If you selected A, it could mean that you belong to the generation of leaders still attached to their well-tested attitudes and behaviours. Their philosophy is: it worked in the past, so it should work today. You trust your experience and you prefer the good old way of getting things done. You may be defi ned as an ‘old-timer’ leader who can still deliver great results. Be careful though, you could become obsolete without even realising it, as we need a good mix of past and present wisdom.

If you opted for B, you are not afraid of forging a partnership with AI. You might be at the forefront of the new kind of cooperation between AI and human intelligence. It is risky, but also in line with the latest requirements of the time. This is akin to the new leadership trend that we call intelligence-plus.

If you chose C, it is possible that you belong to the generation of new leaders who are responsible for the creation of values to ensure the survival and development of people. Business is good as long as it serves people’s quality of life. Do you recognise yourself as an ethical leader?

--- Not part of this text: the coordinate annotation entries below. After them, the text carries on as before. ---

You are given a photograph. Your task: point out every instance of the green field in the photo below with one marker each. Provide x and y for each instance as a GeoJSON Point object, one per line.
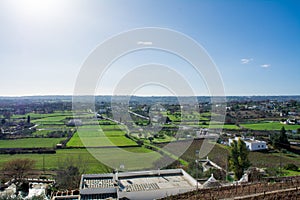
{"type": "Point", "coordinates": [30, 142]}
{"type": "Point", "coordinates": [93, 136]}
{"type": "Point", "coordinates": [269, 126]}
{"type": "Point", "coordinates": [84, 157]}
{"type": "Point", "coordinates": [34, 116]}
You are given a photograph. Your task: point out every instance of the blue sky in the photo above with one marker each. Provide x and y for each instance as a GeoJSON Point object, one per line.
{"type": "Point", "coordinates": [255, 44]}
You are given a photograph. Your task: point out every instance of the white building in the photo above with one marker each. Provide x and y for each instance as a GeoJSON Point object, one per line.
{"type": "Point", "coordinates": [137, 185]}
{"type": "Point", "coordinates": [251, 143]}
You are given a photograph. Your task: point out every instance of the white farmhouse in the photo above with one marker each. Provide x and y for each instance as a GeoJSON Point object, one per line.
{"type": "Point", "coordinates": [251, 143]}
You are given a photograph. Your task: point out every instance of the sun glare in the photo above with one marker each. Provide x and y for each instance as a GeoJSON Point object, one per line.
{"type": "Point", "coordinates": [37, 9]}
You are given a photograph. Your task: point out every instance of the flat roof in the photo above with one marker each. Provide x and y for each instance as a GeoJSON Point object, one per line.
{"type": "Point", "coordinates": [136, 181]}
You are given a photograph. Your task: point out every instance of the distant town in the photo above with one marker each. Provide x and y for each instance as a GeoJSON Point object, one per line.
{"type": "Point", "coordinates": [48, 148]}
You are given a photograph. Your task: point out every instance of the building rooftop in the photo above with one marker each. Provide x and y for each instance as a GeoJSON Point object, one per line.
{"type": "Point", "coordinates": [155, 183]}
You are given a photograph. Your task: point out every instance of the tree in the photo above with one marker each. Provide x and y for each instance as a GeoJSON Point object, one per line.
{"type": "Point", "coordinates": [28, 119]}
{"type": "Point", "coordinates": [238, 158]}
{"type": "Point", "coordinates": [68, 178]}
{"type": "Point", "coordinates": [280, 140]}
{"type": "Point", "coordinates": [18, 169]}
{"type": "Point", "coordinates": [69, 173]}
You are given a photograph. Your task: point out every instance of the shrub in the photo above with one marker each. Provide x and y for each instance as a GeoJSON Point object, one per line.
{"type": "Point", "coordinates": [291, 166]}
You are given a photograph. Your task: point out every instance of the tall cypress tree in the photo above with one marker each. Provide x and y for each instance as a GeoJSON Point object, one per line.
{"type": "Point", "coordinates": [238, 158]}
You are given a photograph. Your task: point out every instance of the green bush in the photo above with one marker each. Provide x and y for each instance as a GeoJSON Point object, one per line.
{"type": "Point", "coordinates": [291, 166]}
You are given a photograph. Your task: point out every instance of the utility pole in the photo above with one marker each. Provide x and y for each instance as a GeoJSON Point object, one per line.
{"type": "Point", "coordinates": [44, 163]}
{"type": "Point", "coordinates": [197, 163]}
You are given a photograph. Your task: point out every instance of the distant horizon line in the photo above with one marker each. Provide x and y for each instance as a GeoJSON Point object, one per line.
{"type": "Point", "coordinates": [68, 95]}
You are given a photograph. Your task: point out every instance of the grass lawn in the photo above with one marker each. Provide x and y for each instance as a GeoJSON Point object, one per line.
{"type": "Point", "coordinates": [139, 158]}
{"type": "Point", "coordinates": [92, 136]}
{"type": "Point", "coordinates": [53, 161]}
{"type": "Point", "coordinates": [30, 142]}
{"type": "Point", "coordinates": [39, 116]}
{"type": "Point", "coordinates": [270, 126]}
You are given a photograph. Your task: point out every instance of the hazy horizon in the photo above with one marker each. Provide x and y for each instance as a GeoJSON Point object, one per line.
{"type": "Point", "coordinates": [254, 44]}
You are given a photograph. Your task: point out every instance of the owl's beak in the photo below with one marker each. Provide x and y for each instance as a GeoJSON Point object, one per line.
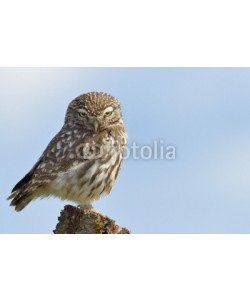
{"type": "Point", "coordinates": [96, 125]}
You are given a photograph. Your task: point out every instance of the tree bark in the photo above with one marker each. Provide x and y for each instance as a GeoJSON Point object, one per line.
{"type": "Point", "coordinates": [75, 220]}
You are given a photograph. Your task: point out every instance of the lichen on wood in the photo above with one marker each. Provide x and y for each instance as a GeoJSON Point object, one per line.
{"type": "Point", "coordinates": [75, 220]}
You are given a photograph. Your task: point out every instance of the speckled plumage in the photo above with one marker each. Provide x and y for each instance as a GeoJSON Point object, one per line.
{"type": "Point", "coordinates": [82, 162]}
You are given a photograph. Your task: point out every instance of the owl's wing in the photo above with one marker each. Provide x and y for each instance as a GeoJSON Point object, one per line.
{"type": "Point", "coordinates": [56, 158]}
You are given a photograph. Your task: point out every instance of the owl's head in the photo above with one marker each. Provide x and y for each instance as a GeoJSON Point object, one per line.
{"type": "Point", "coordinates": [94, 111]}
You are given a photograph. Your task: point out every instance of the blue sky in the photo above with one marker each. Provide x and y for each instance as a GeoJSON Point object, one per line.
{"type": "Point", "coordinates": [204, 112]}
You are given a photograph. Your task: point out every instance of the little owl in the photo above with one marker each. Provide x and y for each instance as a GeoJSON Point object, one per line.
{"type": "Point", "coordinates": [82, 161]}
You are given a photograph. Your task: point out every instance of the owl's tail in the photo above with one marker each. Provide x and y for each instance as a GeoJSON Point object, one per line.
{"type": "Point", "coordinates": [21, 195]}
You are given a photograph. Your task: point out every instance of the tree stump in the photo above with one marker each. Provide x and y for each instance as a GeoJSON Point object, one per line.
{"type": "Point", "coordinates": [75, 220]}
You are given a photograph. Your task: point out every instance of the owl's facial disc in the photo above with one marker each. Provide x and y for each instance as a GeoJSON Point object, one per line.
{"type": "Point", "coordinates": [108, 111]}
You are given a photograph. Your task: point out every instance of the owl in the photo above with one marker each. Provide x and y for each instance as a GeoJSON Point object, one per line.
{"type": "Point", "coordinates": [82, 161]}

If you went for D, then the meaning of things is critical for you. There is a good chance that you believe in checking the meaning of all the assumptions you are using to make sense of things. Actually, creating new assumptions is maybe your basic leadership motivation. Perhaps you are really a philosophical leadership type?

Intelligence analysed

“It may be beyond the limits of human intelligence to understand how human intelligence works,” according to Noam Chomsky. Let’s put things into perspective and take a risk. The risk is to guess what will become more critical in the near future.

Let’s use a little bit of imagination to examine what leaders must learn to focus on today and tomorrow because of the challenges of this new world in the making. We need to bear in mind that it won’t be business as usual anymore. The growing role of NOI is changing the rules of the organisation and business operation in a dramatic and exciting way.

There are two responsibilities that human leaders should not give away or delegate to any other form of power. The first is the meaning of things in the sense of protecting our identity as living beings: who are we? What do we want to be? Where are we going? The second is the value of things in the sense of ensuring our survival and destiny as a species among other species: what do we care about? What is important for us as human beings?

This selection leads to two critical leadership drivers: namely, sense-making and value-making. By combining them, we can identify four different leadership orientations characterised by a series of typical behaviours.

It is quite obvious that educational providers involved in the preparation of the next generation of leaders are facing some major issues around the creation of new learning content and processes based on human partnership with AI. The most important question for us right now might be, “How do we prepare people for a world that we know nothing about?” Or perhaps, “How do we teach what we do not know?”
We’ll leave you with a pertinent quote from no less a person than Albert Einstein: “As a human being, one has been endowed with just enough intelligence to be able to see clearly how utterly inadequate that intelligence is when confronted with what exists.”